There comes a time when one needs to decide if the marginal benefits still are greater than the marginal costs. The benefits of writing to congressional representatives, voting, or even reading the press can seem to educators and talk-show hosts as, duh!, beneficial. While the costs: time, frustrations, and hand wringing are manageable. When one writes a pol and receives the ubiquitous form letter in return (Thank you for contacting me with your concerns...........), the angst is inevitable.
A well-formed, concise, and thoughtful comment, explanation, or grievance to leaders should in a perfect world, at least require a personal response. Understood that they may receive 100s, and with the morons in charge these days, 1000s of letters and e-mails and personal contact is difficult to manage; nonetheless, impersonal legislating is unspeakable.
When town hall meetings are called and many voters show, does not call for armed stormtroopers and labels of Mafia-inspired lobbyists. Yes people are angry.

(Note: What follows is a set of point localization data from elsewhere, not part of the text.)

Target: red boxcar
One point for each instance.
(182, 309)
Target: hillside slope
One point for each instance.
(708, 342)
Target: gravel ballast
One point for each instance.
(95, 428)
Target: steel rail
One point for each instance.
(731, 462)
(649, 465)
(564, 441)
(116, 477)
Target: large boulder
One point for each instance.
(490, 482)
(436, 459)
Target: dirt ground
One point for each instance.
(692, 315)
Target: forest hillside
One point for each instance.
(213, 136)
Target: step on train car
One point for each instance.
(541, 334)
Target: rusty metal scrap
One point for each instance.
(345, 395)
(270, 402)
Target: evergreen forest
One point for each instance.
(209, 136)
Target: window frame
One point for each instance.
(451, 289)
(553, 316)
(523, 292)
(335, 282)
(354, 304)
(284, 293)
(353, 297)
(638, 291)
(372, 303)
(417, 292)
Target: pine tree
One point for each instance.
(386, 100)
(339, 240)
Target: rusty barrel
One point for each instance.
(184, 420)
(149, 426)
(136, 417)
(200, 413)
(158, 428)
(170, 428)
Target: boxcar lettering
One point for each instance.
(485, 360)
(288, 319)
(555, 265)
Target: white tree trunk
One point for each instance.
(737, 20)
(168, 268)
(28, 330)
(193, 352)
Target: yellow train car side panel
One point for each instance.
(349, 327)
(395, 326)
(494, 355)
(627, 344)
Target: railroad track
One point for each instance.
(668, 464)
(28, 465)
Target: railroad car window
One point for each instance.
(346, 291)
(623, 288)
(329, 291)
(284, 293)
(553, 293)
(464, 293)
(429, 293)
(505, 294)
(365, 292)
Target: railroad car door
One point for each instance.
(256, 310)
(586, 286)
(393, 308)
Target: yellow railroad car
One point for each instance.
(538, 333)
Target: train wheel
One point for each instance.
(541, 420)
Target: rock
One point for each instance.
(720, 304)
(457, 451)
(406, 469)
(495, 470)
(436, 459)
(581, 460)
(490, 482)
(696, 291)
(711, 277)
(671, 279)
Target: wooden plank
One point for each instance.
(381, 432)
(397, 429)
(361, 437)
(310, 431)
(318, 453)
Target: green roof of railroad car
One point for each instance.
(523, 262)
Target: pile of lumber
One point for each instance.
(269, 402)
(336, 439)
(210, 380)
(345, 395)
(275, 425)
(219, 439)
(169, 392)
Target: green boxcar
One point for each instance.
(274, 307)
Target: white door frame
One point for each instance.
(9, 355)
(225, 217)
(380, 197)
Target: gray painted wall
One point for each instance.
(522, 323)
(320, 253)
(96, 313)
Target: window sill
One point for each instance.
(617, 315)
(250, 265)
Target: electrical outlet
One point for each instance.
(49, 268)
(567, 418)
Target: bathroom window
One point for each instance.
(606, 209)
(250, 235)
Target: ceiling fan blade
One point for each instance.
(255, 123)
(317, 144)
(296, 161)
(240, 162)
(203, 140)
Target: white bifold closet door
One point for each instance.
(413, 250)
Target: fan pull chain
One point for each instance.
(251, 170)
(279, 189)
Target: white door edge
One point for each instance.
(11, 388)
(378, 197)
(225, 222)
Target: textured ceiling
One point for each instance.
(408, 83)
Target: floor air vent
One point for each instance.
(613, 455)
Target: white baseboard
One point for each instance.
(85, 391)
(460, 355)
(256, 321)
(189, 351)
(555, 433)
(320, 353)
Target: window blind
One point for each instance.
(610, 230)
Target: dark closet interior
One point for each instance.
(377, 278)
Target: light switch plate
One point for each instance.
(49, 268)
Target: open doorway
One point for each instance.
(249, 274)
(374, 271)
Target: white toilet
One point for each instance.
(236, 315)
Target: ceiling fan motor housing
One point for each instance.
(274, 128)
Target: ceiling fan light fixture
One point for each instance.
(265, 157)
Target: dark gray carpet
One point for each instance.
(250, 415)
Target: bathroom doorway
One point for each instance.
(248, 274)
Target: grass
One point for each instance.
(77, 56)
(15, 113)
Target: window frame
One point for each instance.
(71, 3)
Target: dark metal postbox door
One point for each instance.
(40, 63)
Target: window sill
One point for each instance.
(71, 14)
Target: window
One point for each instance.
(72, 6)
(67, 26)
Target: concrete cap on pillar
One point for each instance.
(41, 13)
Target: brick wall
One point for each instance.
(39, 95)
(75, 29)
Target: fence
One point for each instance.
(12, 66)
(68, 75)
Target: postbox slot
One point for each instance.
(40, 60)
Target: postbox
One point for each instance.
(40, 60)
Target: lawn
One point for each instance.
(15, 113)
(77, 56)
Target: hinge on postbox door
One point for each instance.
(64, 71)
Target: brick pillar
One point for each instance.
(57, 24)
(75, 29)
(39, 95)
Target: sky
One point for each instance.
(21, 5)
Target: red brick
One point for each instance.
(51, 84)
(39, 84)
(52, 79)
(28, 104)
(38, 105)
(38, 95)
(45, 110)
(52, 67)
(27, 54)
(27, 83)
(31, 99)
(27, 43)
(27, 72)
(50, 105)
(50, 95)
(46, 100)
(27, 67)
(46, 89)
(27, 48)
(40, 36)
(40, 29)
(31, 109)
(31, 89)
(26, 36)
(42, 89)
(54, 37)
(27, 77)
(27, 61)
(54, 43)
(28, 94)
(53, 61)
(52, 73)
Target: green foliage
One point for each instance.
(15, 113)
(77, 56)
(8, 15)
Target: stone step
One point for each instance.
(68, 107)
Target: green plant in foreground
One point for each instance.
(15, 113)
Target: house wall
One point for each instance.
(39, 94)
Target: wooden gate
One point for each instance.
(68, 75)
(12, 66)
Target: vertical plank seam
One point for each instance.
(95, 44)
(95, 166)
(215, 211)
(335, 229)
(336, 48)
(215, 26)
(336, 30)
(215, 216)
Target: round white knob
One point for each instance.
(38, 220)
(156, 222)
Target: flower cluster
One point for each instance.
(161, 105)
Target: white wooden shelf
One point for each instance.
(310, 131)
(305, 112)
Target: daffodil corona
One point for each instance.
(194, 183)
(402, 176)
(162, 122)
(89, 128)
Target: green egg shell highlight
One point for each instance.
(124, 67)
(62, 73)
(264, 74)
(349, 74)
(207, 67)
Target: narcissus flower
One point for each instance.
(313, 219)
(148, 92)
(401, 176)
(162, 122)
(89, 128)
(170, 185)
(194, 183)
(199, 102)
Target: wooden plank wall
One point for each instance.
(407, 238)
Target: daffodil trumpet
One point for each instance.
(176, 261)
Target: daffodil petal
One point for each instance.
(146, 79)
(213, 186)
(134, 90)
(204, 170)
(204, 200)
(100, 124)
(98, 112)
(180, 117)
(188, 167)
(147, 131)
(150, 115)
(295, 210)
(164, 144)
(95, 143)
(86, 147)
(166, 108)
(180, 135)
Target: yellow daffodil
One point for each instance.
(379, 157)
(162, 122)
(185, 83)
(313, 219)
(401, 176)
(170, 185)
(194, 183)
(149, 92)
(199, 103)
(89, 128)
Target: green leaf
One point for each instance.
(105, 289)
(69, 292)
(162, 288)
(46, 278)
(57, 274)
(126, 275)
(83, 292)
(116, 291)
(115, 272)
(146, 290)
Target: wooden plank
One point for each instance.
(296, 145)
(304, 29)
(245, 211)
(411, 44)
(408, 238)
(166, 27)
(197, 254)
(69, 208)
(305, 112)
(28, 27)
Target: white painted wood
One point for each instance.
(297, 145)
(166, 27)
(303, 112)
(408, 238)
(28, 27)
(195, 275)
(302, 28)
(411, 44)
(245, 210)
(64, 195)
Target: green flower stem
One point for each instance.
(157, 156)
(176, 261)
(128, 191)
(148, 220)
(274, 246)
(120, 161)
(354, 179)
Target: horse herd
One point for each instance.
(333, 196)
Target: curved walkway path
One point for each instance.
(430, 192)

Washington has ignored the populace for so long, it doesn't quite understand that the citizens are sovereign. We, the People...
We, voters and non-voters (TAXPAYERS!) placed them there, pay their salaries, personal jets and Senator Ensign's rendezvous. We non-lobbying citizens have little say in today's world, especially when Obama and gang tend to "flag" critics and lunatics exercising 1st Amendment rights of speech, grievance, petition, etc...
Yet, what little say we have should be used, front the rooftops, blogs, letters to editors. I still have some hope that future generations may see the errors of our ways and revert to the Constitution, the rule of law, and freedom in the marketplace as not just academic terms (only in a few good classrooms!), but as the only means of civilized human existence.